2012 (Les Temps Modernes Recordings) | alt-pop

"Nothing should be forever.
Bands should do one single and then split-up,
fanzines finish after one flawless issue,
lovers leave in the rain at 5am and never be seen again -
Habit and fear of change are the worst reasons for ever doing anything."


Recitava così un estratto dell'annuncio con cui Matt e Clare, nel lontano 1995, accompagnando l'ultima compilation di casa Sarah - "There And Back Again Lane (#100)" - sancivano la fine dell'etichetta bristoliana. Una fine annunciata, un po' cinica nel suo intento se vogliamo, ma una fine necessaria. Il primo atto della rivoluzione è la distruzione, e la prima cosa da distruggere è il passato. Fa paura, come innamorarsi, ma ci ricorda che siamo vivi.
Come detto, fermare l'etichetta dopo cento singoli fu probabilmente e paradossalmente il più splendido manifesto indie-pop che potessero innalzare, un manifesto che avrebbe detto di più della musica pop rispetto a qualsiasi altra trovata di marketing concepibile. E sappiamo bene come la pensava Matt riguardo alla pubblicazione dei brani sulla sua etichetta. Di come ritenesse che i costosissimi 12" fossero solamente la subdola manifestazione della volontà capitalista, e di come l'indiepop fosse solo questione di 7", il formato ideale per i singoli. Accuse che dopo l'85 vennero lanciate a madre Creation, rea di essersi venduta.

Ma come biasimarlo? Come biasimare la scelta di dissoluzione di quel germoglio in crescita che era Sarah? La perfezione è fugace, immobile, intoccabile e rischia di sfuggire, ma così facendo è rimasta immutabile nel suo idilliaco simulacro.
Questo è stato il segreto fondamentale che ha portato - insieme a Subway Organization, Bus Stop, Summershine, 53rd & 3rd e moltissime altre - la Sarah Records ad assurgere nell'olimpo delle etichette indie-pop tutte, la sua perfetta immutabilità.

La rottura dell'etichetta bristoliana sancì anche il cambiamento di parecchie di quelle realtà che in principio applicarono quel manifesto alla lettera. Alcune proseguirono, invece, su Shinkansen - la prosecuzione informale di Sarah - talvolta cambiando nome (Brighter, Another Sunny Day, The Field Mice, East River Pipe...), di molte si perse traccia (The Sweetest Ache, Golden Down, Poppyhead, Gentle Despite...) altre ancora variarono nome ma sparirono dalla circolazione in pochissimo (Sea Urchins, Brighter...) altre in ultimo si sciolsero per poi tornare recentemente a sfornare alcuni singoli (The Orchids, St. Christopher...).
È questo anche il caso degli scozzesi Gerard McInulty e Carolyn Allen, che dopo la collaborazione con Robert Wratten nel progetto Occasional Keepers tornano dopo diciotto anni a sfornare materiale a nome The Wake. Ed è uno di quei ritorni che non ti aspetti.

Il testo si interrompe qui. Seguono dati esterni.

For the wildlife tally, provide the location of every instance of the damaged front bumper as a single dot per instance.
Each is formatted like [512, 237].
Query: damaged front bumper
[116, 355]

"A Light Far Out" nasce come una giostra sfaccettata di brani, scampoli di materiale già edito, in un unione di quello che i Wake hanno saputo raccontare sia nei primissimi anni post punk quando risiedevano su casa Factory, sia nel loro epilogo indie-pop su Sarah. Un libro che rivela attraverso una girandola luminescente la genuinità e il fascino di un gruppo che da sempre possiede il mutuo segreto della canzone tout-court.
E possiede da sempre perché sebbene gli anni siano passati la magia è rimasta la stessa di quando seducevano con pezzi da novanta come "O Pamela" e "Carbrain". Prodotto da Cameron Duncan, già al lavoro con i Teenage Fanclub e Iann Catt, produttore dei Saint Etienne e degli altri innumerevoli progetti di Bob Wratten, "A Light Far Out" racchiude, nelle sue atmosfere trasognate e aleatorie, visioni oniriche che aleggiano nel profondo dell'anima, tra il respiro e i battiti del cuore.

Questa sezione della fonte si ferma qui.